American Society of Nuclear Cardiology Predicting Cardiac and All-Cause Mortality Using 123I-mIBG Myocardial Scintigraphy in Heart Failure Patients
9/27/2010 9:18:49 AM
PHILADELPHIA, Sept. 25 /PRNewswire/ -- Today, researchers presented new data showing molecular imaging agent 123I-mIBG can help cardiologists define risk in heart failure patients. As an extension of the ADMIRE-HF trial, the ADMIRE-HFX study assessed 123I-mIBG as a risk stratifier for arrhythmic events and cardiac death in subjects with heart failure.
The original ADMIRE-HF trial studied 961 heart failure subjects with left ventricular ejection fraction who underwent planar and SPECT 123I-mIBG myocardial imaging. Cardiac 123I-mIBG uptake was quantified as the heart/mediastinum ratio (H/M) on 4-hours anterior planar (p) images of all subjects and SPECT (s) images of 928 subjects.

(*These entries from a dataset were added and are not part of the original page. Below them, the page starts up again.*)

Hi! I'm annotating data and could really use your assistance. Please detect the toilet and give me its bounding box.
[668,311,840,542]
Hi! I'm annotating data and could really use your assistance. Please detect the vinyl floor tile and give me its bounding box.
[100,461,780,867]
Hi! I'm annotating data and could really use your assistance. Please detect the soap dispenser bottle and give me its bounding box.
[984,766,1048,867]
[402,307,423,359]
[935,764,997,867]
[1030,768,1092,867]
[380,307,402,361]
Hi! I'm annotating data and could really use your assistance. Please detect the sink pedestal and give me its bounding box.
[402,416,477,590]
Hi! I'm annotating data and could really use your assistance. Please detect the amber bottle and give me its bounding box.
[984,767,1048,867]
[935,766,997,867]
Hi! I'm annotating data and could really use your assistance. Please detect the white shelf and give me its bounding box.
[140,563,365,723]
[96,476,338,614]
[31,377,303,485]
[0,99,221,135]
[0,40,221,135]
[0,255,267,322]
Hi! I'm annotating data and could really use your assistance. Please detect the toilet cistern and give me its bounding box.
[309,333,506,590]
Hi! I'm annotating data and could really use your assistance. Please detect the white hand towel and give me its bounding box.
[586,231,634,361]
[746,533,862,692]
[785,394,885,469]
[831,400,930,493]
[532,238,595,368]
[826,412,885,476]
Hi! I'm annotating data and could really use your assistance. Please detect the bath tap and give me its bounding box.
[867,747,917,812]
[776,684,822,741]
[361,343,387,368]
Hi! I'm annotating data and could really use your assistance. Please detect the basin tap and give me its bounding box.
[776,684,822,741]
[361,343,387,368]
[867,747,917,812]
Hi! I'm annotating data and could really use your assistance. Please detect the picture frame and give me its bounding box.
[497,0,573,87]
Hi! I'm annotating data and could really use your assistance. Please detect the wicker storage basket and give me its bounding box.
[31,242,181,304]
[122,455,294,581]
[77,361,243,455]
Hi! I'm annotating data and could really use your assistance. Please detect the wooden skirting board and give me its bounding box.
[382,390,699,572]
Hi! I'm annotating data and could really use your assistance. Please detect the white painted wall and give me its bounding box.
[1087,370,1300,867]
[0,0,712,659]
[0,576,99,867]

Among the subjects with both H/Mp and H/Ms, 133 had cardiac events, including transplants (6), left ventricular assist devices (3), arrhythmic events (69), and cardiac deaths (56). Eight subjects with non-fatal arrhythmic events subsequently had cardiac death. A two-year cardiac and all-cause mortality in the total population were 7.8% and 11.6%
The study showed that preserved sympathetic innervations was associated with a very low risk of cardiac death over two years, and neither planar nor SPECT global 123I-mIBG quantitation yielded a significant hazard ratio for defining arrhythmic event risk.
Dr. Denis Agostini will present this study, "Predicting Cardiac and All-Cause Mortality using 123I-mIBG Myocardial Scintigraphy in Heart Failure Patients: Results from the ADMIRE-HF Extension (X) Trial" Saturday, September 25, 2010 at 12:00 p.m. in the Grand Ballroom, Salon H at the Marriot Downtown Philadelphia.
The American Society of Nuclear Cardiology (ASNC) is the leader in education, advocacy, and quality for the field of nuclear cardiology. Serving more than 5,000 individuals in over 50 countries, ASNC is the only professional association dedicated to the dynamic subspecialty of nuclear cardiology.